The regional district board is concerned about an increased need for police officers in the South Okanagan as construction on the corrections facility in Oliver ramps up.
Chief Administrative Officer Bill Newell told the board during a Protective Services Committee meeting on March 19 the Town of Oliver recently passed a resolution requesting additional policing resources from the Attorney General and said it was time for the Regional District Okanagan Similkameen to “get on record” again.
Newell said regional district member municipalities have a number of policing contracts, noting municipalities exceeding 5,000 residents enter into municipal policing contracts directly with the RCMP and have some discretion as to how many members they employ in their detachments. Municipalities under 5,000 and rural areas contract police under provincial jurisdiction, leaving it to the Attorney General to decide policing numbers. Newell said ongoing discussions with the Attorney General’s office about increasing police staffing in these areas had not been successful.
Oliver Director Mayor Ron Hovanes said he didn’t want to see additional policing needs stemming from the construction or operation of the new correctional facility to be “borne on the backs of Oliver taxpayers.” He said he tried to convey those thoughts in a recent letter sent to the Attorney General’s office.

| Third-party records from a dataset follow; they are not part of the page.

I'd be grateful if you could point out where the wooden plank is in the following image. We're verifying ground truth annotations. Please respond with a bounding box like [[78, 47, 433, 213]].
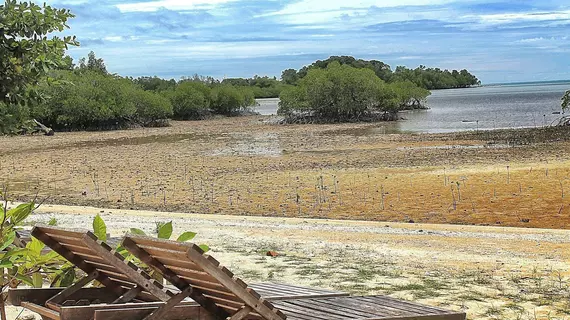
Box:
[[32, 227, 124, 295], [21, 302, 60, 320], [122, 236, 229, 319], [83, 234, 170, 301], [92, 305, 210, 320], [31, 224, 84, 239], [7, 288, 65, 306], [230, 306, 253, 320], [46, 271, 99, 304], [127, 235, 193, 253], [186, 245, 284, 320], [144, 286, 194, 320], [111, 286, 143, 304]]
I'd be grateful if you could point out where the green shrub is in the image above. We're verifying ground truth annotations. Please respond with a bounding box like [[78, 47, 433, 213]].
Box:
[[130, 88, 173, 126], [32, 71, 172, 130], [211, 85, 255, 115], [389, 80, 431, 109], [278, 62, 399, 121], [0, 102, 30, 134], [167, 81, 210, 120]]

Hovanes added he was hoping for more dialogue from the province, noting the correctional facility’s policing needs were a separate component from Oliver’s policing needs.
“I’m just hoping we can get some more serious dialogue, because they don’t seem to grasp where we’re coming from,” said Director Hovanes.

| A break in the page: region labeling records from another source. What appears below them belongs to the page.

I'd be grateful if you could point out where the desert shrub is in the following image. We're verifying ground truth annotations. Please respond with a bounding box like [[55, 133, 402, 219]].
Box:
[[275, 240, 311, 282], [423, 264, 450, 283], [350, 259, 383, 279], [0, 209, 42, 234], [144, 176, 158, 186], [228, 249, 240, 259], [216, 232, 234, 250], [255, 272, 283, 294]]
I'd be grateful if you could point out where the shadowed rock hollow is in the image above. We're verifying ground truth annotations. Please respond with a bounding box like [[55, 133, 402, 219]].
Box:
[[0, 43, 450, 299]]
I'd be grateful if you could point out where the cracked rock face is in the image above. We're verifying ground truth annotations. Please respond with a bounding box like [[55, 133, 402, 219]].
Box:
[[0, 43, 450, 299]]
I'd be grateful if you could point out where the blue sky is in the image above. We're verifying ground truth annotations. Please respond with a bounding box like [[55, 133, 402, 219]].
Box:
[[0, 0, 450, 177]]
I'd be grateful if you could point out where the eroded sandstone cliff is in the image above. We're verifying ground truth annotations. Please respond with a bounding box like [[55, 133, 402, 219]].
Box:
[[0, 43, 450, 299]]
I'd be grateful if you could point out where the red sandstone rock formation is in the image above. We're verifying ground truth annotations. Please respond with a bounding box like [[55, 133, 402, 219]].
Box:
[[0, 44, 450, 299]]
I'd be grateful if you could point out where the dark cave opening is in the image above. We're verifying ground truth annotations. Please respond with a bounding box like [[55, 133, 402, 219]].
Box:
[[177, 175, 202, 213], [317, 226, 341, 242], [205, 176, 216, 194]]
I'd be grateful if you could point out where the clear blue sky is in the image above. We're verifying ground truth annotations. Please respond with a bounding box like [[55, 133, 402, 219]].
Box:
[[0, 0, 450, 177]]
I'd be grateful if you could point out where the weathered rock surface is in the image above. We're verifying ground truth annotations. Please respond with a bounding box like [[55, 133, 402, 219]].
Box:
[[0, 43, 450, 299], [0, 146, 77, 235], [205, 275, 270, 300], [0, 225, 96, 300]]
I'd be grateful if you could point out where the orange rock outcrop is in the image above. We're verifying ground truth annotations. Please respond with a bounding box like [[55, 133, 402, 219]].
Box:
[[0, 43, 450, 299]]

“On the administrative recommendation, what we’re saying is the Attorney General should do a study, if they’re not going to put more resources in the budget, they should at least do a study to identify the effects of this seven acre facility on these areas,” said Newell.
The board agreed to petition the Attorney General to conduct a study of the impact of the B.C. Corrections Facility under construction in Gallagher Lake on rural policing requirements in the South Okanagan in a unanimous decision.